I asked, standing a few feet from where he was sitting on the bank. He
stiffened, keeping his back to me and curling into himself. “Could you talk to
me? Like a person who isn’t being purely defensive?”
When
he didn’t respond, I sat next to him and waited a moment. He wasn’t running,
which was a good thing, but something was definitely wrong. All of his
bitterness wasn’t from normal circumstances. Something over the past few years
had changed him. Never could I have imagined him so cold and hard.
“What’s
wrong?” I tried, wanting him to open up to me. He’d feel better if he did, I
was sure of it.
“I
don’t know what you’re talking about,” he said, staring fixedly at the water as
if it was going to give him the answers he wanted. I would have told him it
wouldn’t if I had thought it might help. “I don’t even know you, Leirba.”
Leaning
back on the heels of my palms, I sighed. True, he was being a pain, but it was
also true he wasn’t necessarily himself. Besides, anger wasn’t going to help me
with this; it would only worsen things. “You do know me, so don’t even
pretend.”
“Then
why are you going by a different name, Abriel?” His eyes met mine; the
brightness I had seen before was just a trick of the light. They were dull and
lifeless; I wondered if the hint of childishness in his smile had also been an
illusion. It was difficult to tell anymore. “It’s sketchy.”
“Drei
wants me to go by Leirba for now. It’s really long and complex and I’m not
really supposed to talk about it,” I said, having to look away from him. I
wanted him to trust me, but I couldn’t even give him sufficient reason to. “Now
what changed you?”
“Why
are you here?” he asked instead. “Why now? Why not before?”
“Before
what?” I inquired, hoping he’d say something to let me pry further.
No
such luck. “Before now.”
It
amazed me I could even be talking to the same person from all those years ago. The
others, I could still see them, who they had been beneath who they had become. But
every trace of who Jake had been…it was like it had all been erased.
“Before
now I’d been figuring things out. I’ve been learning about myself and my
movement, and some other stuff—”
“That
you can’t talk about,” he finished bitterly. I winced at the daggers in his
voice. “Well, while you were off doing whatever it was that was more
important,” he spat, facing me, his face red and splotchy, contorted in a nasty
combination of heartache and fury, “I was shipped from relative to relative
until I was dumped into foster care, and then shipped from family to family.”
I
was speechless for a moment, my mind absent of any response. “What happened to
your mom?” I asked, remembering how he had told me she’d sent him to the camp
for his protection. In his relation of it, she had promised to be there when he
returned to her.
“The
fucking government happened!” he screamed, tears coursing down his cheeks as
his bottled emotions spewed forth. I tried to clear them away as best I could
while letting him still go through the sensations. He needed to; he needed to
feel again.

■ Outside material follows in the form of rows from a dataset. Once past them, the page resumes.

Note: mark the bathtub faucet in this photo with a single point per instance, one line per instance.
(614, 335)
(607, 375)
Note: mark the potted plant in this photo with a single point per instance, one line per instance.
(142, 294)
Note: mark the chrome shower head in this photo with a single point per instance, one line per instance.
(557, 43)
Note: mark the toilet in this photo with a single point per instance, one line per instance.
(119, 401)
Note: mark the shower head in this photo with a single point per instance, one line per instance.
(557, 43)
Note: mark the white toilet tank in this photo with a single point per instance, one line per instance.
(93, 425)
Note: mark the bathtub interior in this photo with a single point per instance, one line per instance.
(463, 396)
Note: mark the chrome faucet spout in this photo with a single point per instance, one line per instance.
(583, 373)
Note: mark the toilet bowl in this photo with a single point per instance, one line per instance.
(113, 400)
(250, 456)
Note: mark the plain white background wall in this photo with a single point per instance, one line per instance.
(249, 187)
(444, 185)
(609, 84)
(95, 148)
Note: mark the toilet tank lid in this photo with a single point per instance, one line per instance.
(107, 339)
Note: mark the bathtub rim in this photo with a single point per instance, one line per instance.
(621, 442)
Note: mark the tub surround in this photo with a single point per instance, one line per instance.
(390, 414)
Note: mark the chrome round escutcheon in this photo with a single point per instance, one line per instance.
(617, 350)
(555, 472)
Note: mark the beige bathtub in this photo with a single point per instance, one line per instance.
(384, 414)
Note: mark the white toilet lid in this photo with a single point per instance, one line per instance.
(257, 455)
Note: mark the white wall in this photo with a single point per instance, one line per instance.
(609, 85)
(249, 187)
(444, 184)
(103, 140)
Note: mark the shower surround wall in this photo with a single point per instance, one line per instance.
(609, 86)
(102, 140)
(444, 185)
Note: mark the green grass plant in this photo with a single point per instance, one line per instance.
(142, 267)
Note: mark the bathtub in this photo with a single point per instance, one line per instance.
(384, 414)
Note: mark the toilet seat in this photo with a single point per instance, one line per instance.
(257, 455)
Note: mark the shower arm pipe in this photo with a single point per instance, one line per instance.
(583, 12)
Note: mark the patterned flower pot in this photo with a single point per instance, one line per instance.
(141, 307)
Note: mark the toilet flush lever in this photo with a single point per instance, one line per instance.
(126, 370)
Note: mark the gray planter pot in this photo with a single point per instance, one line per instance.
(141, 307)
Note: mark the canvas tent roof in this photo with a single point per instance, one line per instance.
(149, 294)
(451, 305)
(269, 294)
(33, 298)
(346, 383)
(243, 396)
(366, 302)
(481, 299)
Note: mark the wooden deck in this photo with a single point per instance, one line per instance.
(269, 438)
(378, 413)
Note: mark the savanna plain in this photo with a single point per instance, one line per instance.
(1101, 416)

He’d been making himself numb for too long and it was alienating
him. “By the time I got back they’d picked her up. My dad blamed me for everything; said if I’d
never been born she’d never have been caught. He told me get the fuck out
before he killed me. So I went to my grandparents, who sent me to one relative
to another and to another until the last one didn’t want me either. I was
dropped in their fucking system!” he yelled, pulling his knees to his chest and
running his hands through his hair. “Do you have any idea how hard it is to
hide in their fucking system?”
I
pulled him into my embrace, knowing it wasn’t the foster care system he was
angry at; it wasn’t even me. He felt like his father had told him the truth. It
was his fault; he was the only one to blame.
“Jake,”
I whispered, cradling him in my arms, rubbing his back and trying to limit how
much of his pain he had to go through. There was so much and it was still so
raw, as if he had avoided feeling any of it before now. “It’s okay. You’re
okay. It isn’t your fault.”
He
pulled away from me, his bloodshot eyes revealing how unworthy of my help he
felt he was. “But it—”
“Your
mother loves you,” I told him sternly. “She told you that, and she meant it. Nothing
changed that,” I said, taking his hands in mine. He stared at me blankly,
unsure how to respond; he wanted to believe me, but he had also spent so much
time believing he was to blame. What I said seemed only like a happy pipe
dream. “Nothing changes her love for you. Okay?”
He
nodded slightly, wiping away his tears.